None of Green Valley’s prior cart solutions offered this many axes of control, and the added steering complexity, along with the client’s specific demands, presented a new challenge. Armed with the advantage of using the RMC200, though, the John Henry Foster team made the two-hour trip from St. Louis to Mt. Zion, installed and configured the Delta controller in Green Valley’s cart, and drove home, all in the same day.

John Henry Foster sales representative and certified fluid power specialist Mark Certa notes, “Once we had it set up, Green Valley could go into Delta’s software and change that steering/speed relationship on the fly, like in two seconds, just by dragging points around on the curve.”

While vastly simplified on the surface, this ease of use is enabled by a lot of hard work on Delta’s part. The company spent many years refining its Windows-based RMCTools software, which encompasses a range of time-saving features and capabilities, including the Curve Tool.

In addition, Delta invests in creating the customizable source code necessary for its controllers to communicate with other devices. The controller manufacturer has amassed a considerable library of sample programs for its own as well as third parties’ controllers and accessories. Without this library, available for free to developers, RMC integrators may need to write their own code from scratch.
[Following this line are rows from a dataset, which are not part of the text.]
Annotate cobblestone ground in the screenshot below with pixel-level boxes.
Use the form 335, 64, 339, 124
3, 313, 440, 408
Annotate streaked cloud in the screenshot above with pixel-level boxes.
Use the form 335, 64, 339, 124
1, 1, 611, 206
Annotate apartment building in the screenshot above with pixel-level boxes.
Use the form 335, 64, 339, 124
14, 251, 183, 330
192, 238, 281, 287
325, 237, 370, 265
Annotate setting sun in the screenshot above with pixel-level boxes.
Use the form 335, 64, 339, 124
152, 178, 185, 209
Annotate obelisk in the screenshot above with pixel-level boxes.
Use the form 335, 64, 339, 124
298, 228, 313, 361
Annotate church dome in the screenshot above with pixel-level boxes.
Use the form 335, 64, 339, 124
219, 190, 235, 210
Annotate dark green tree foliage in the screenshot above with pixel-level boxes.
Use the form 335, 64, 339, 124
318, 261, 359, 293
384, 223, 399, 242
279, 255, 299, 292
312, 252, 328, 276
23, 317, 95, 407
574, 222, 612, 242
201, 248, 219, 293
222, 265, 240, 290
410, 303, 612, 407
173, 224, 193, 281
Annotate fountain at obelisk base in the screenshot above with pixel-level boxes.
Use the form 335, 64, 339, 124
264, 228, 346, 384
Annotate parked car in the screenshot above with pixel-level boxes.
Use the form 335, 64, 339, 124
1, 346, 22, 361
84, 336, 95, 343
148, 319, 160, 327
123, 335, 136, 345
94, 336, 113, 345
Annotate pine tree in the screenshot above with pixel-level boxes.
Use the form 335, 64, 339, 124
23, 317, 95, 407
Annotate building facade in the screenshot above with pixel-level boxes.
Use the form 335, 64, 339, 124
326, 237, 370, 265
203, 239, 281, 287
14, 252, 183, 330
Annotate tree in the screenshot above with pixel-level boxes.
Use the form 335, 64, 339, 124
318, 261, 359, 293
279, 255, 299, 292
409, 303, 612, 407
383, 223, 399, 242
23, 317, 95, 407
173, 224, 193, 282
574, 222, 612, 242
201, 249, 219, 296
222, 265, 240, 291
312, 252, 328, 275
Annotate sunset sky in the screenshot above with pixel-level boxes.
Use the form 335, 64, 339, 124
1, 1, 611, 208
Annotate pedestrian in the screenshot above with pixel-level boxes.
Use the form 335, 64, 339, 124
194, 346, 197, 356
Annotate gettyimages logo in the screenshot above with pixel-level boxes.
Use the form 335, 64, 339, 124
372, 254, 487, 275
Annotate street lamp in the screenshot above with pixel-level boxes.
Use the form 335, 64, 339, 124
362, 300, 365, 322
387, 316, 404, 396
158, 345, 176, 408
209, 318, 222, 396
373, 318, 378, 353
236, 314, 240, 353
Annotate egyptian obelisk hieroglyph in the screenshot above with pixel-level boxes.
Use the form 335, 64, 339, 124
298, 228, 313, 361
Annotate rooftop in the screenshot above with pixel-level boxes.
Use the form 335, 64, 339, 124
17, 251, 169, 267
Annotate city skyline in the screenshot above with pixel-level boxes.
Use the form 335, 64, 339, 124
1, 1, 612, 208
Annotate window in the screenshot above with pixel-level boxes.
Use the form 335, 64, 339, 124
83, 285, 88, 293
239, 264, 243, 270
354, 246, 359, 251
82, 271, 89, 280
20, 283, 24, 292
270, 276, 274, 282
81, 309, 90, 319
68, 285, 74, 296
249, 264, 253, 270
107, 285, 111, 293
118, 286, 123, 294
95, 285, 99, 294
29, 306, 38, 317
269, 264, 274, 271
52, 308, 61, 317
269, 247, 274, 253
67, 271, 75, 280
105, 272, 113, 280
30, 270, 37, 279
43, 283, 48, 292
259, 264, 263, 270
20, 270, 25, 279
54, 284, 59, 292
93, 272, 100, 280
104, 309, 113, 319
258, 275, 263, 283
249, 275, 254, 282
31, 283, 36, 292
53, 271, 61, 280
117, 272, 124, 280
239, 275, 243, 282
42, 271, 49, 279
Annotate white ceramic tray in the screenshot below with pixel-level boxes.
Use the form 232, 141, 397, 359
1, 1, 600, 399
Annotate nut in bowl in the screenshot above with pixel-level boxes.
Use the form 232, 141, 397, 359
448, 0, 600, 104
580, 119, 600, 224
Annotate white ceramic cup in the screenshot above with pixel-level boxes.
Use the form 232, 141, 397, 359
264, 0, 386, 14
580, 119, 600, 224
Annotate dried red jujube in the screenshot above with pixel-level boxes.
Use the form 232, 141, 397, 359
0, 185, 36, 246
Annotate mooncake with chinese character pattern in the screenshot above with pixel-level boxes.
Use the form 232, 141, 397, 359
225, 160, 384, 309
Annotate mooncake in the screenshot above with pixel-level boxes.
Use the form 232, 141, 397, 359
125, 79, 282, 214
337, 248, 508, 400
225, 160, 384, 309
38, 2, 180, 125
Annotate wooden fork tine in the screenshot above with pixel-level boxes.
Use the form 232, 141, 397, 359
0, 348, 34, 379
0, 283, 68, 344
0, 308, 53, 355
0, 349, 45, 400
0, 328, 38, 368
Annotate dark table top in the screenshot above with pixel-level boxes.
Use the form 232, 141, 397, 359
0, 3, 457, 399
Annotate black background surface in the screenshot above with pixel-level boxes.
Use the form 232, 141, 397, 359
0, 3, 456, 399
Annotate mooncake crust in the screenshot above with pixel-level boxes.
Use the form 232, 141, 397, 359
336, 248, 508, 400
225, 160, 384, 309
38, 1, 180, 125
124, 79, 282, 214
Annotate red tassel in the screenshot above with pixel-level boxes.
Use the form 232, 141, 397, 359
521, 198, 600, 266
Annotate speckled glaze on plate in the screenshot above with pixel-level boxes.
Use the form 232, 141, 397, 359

Despite these advantages, even Delta’s RMC setup still wasn’t quite plug-and-play simple (Figure 2). The controller code needed tweaking to the mold cart’s specific configuration. After building the cart from the ground up and handling all of its nonsteering programming, Green Valley still had to invest time in on-site development, testing and validation of the steering system. Green Valley engineers state the curves computed by John Henry Foster and Delta saved loads of time, but there was still a minimal phase of trial-and-error refinement. What was shown on the screen wasn’t always entirely what played out in real life, and so some adjustment was inevitable.

Tweak the controller

Figure 2: Technicians work on the RMC200 installation.

Trusting the track record

The automotive client’s successfully completed mold cart marked the third project in which Green Valley turned to John Henry Foster and Delta Computer Systems (Figure 3). Not long after the mold cart, though, Green Valley had another project that needed specialized two-wheel steering, which provided another application for Delta RMCs. Green Valley had five days to get the motion control configured. The company turned to Delta’s support department for assistance and had all the needed code in hand the next day.

Successful completion

Figure 3: The automotive client’s successfully completed mold cart marked the third project in which Green Valley turned to John Henry Foster and Delta Computer Systems.

John Henry Foster prioritizes several factors when selecting motion control solutions, including ease of use, feature depth, precise movement and steering, and exceptional end-user support. Because of these criteria and others, Delta remains among the few vendors Green Valley and John Henry Foster prefer as new challenges arise.